In addition, Microsoft is integrating more security tools into its cloud-based Office 365 software. As it expands cloud-based security services, Microsoft could pressure more industry incumbents, such as Okta, CrowdStrike, and Splunk (SPLK).
“Microsoft is clearly pitching itself as offering a full security suite, a competitive advantage as customers increasingly want a unified view of threats,” UBS analyst Karl Keirstead said in a recent note.
Cybersecurity Stocks: Wide Range Of Products
Further, it behooves an investor to know which cybersecurity stocks address ransomware, phishing or other kinds of cyberattacks.
Meanwhile, CrowdStrike uses machine learning and a specialized database to detect malware on laptops, mobile phones and other devices that access corporate networks. In addition, many software companies are using artificial intelligence to get a competitive edge.
In addition, Zscaler is the biggest provider of cloud-based web security gateways that inspect customers’ data traffic for malware.
SailPoint, an identity management software maker, is among companies that garner more than 10% of revenue from government agencies.
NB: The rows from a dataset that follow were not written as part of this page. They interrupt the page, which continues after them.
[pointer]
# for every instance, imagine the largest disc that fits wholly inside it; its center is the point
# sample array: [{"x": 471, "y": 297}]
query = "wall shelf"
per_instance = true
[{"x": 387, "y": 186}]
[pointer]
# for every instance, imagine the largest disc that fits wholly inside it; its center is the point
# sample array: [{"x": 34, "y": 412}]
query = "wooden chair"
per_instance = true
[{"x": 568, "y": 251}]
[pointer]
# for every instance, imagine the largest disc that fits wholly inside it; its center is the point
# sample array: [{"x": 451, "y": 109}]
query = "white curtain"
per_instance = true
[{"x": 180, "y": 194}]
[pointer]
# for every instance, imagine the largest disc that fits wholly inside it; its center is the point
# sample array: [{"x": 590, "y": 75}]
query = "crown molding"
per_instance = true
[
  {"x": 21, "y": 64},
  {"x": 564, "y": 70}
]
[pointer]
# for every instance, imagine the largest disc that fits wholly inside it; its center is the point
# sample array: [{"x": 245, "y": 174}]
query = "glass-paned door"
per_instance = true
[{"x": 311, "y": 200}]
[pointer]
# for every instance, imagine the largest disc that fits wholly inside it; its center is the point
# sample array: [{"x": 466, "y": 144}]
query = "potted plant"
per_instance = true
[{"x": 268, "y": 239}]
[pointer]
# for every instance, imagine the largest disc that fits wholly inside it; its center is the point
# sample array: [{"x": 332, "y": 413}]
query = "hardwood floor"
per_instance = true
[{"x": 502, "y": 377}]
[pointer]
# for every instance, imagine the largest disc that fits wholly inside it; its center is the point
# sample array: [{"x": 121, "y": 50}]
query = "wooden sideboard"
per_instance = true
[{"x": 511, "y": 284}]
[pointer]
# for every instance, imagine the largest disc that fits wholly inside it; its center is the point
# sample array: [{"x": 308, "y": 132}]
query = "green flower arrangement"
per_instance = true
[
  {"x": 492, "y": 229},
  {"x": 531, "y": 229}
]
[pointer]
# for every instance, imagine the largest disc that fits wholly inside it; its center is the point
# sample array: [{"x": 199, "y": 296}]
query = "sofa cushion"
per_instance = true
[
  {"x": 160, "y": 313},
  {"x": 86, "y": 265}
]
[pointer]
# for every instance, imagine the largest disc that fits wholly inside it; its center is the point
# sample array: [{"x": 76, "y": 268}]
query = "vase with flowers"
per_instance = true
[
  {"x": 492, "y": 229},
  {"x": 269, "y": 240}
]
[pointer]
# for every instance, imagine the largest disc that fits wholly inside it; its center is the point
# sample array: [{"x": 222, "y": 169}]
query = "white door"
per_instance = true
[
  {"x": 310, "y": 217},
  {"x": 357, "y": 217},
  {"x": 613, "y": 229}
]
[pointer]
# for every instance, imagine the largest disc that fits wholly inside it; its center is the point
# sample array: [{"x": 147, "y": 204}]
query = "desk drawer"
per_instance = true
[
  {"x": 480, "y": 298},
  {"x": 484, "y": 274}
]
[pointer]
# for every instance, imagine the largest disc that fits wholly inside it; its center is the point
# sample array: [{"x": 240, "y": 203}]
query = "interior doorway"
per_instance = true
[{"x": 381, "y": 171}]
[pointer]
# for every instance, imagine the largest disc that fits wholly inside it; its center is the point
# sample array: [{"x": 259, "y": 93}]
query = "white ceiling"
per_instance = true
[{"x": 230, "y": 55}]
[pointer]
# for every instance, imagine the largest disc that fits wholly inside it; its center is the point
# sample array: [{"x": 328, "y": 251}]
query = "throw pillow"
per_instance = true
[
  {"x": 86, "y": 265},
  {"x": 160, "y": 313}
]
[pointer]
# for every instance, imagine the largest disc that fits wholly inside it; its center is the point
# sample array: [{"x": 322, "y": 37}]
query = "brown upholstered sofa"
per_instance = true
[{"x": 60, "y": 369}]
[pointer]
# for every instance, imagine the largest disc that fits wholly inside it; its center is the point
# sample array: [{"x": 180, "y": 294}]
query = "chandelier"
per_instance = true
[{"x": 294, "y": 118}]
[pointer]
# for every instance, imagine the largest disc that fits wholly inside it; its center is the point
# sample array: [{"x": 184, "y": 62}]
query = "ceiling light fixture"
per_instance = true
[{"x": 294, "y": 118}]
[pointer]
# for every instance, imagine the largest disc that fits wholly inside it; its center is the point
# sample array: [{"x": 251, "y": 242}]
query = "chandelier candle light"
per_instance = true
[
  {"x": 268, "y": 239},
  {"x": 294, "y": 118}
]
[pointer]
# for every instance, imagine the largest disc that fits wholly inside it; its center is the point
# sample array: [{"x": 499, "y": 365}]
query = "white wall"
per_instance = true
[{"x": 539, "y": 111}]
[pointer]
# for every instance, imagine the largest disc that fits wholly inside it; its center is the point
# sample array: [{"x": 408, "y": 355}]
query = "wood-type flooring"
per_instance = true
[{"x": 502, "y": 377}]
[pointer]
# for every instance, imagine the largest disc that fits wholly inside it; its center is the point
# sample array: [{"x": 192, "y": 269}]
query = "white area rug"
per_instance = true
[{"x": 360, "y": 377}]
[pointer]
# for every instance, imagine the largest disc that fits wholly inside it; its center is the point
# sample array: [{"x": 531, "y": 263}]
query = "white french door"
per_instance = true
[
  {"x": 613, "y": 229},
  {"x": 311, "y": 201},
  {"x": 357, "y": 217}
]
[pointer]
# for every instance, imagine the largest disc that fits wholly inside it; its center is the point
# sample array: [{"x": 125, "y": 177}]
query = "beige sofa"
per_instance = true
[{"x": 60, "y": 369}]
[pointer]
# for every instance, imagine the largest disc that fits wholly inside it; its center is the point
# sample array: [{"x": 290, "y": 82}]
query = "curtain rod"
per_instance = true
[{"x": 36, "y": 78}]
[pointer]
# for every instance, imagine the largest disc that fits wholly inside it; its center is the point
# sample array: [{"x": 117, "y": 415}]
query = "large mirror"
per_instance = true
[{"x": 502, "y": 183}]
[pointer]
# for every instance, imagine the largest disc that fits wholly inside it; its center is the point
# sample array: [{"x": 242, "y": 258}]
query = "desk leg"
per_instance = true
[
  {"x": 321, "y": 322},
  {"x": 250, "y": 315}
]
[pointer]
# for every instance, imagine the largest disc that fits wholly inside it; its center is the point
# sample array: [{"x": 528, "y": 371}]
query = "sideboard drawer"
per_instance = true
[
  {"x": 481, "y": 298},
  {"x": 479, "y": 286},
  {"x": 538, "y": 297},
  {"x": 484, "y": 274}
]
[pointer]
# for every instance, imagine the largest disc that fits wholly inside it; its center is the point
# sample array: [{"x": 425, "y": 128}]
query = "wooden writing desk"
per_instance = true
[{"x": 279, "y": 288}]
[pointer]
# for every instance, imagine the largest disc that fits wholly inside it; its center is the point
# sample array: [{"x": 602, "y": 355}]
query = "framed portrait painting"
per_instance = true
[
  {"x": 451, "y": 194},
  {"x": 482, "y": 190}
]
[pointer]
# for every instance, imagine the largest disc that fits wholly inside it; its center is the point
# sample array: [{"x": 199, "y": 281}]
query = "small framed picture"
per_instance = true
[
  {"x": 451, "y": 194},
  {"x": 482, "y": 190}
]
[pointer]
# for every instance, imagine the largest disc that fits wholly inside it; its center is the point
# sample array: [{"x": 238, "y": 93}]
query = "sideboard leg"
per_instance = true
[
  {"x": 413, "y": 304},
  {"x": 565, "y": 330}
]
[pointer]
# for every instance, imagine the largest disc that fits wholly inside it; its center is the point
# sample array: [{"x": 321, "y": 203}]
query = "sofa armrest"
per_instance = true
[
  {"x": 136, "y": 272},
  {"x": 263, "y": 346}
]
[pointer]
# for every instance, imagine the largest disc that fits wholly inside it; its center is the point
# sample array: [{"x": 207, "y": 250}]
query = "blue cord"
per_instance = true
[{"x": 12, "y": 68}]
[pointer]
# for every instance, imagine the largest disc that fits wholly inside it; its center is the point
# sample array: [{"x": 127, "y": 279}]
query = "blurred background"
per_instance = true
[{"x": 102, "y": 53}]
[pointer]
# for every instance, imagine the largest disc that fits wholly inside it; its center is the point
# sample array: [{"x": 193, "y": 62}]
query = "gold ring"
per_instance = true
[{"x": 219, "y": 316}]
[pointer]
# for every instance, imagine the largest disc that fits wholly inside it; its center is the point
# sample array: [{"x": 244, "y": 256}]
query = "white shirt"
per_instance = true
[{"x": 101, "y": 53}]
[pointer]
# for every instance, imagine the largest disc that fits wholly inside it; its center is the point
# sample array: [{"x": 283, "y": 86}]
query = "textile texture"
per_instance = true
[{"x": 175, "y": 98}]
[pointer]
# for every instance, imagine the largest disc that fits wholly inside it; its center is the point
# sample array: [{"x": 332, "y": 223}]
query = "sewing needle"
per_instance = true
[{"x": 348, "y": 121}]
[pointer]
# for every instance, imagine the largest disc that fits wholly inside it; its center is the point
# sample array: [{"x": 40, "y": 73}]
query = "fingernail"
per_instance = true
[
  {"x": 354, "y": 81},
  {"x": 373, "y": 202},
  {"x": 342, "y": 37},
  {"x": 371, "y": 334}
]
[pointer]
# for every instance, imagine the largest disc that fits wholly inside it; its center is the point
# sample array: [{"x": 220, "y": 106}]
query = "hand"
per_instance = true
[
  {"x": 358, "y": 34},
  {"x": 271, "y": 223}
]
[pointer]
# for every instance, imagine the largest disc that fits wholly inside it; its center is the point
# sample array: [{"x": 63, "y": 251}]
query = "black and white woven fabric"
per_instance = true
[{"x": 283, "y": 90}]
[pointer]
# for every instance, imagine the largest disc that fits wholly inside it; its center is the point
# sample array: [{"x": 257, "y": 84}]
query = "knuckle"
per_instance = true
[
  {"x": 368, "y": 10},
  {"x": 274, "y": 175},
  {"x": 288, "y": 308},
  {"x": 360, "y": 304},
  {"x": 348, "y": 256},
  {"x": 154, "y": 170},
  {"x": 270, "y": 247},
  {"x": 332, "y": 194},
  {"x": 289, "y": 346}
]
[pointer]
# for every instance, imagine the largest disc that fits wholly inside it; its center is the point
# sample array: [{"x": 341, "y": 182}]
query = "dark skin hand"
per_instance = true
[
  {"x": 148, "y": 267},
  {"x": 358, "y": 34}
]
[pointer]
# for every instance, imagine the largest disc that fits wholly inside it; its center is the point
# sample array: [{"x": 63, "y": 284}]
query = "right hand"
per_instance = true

Coronavirus Outbreak Boosted Demand For Cloud Security
Other cybersecurity firms with a sizable government business include Tenable Holdings (TENB), Rapid7 and CyberArk. Tenable in 2021 acquired France-based Alsid, which focuses on identity access management.
In addition, Rapid7 and Qualys specialize in vulnerability management services.
Amid the rapid global spread of Covid-19, many companies instructed employees to work from home. That has increased demand for computer security products that support remote work.
The coronavirus emergency and shift to remote work has accelerated the growth of cloud-based network security. So the industry now has a new term for the infrastructure that supports distributed workers and branch offices.
It’s spelled SASE — pronounced “sassy” — and it stands for Secure Access Service Edge.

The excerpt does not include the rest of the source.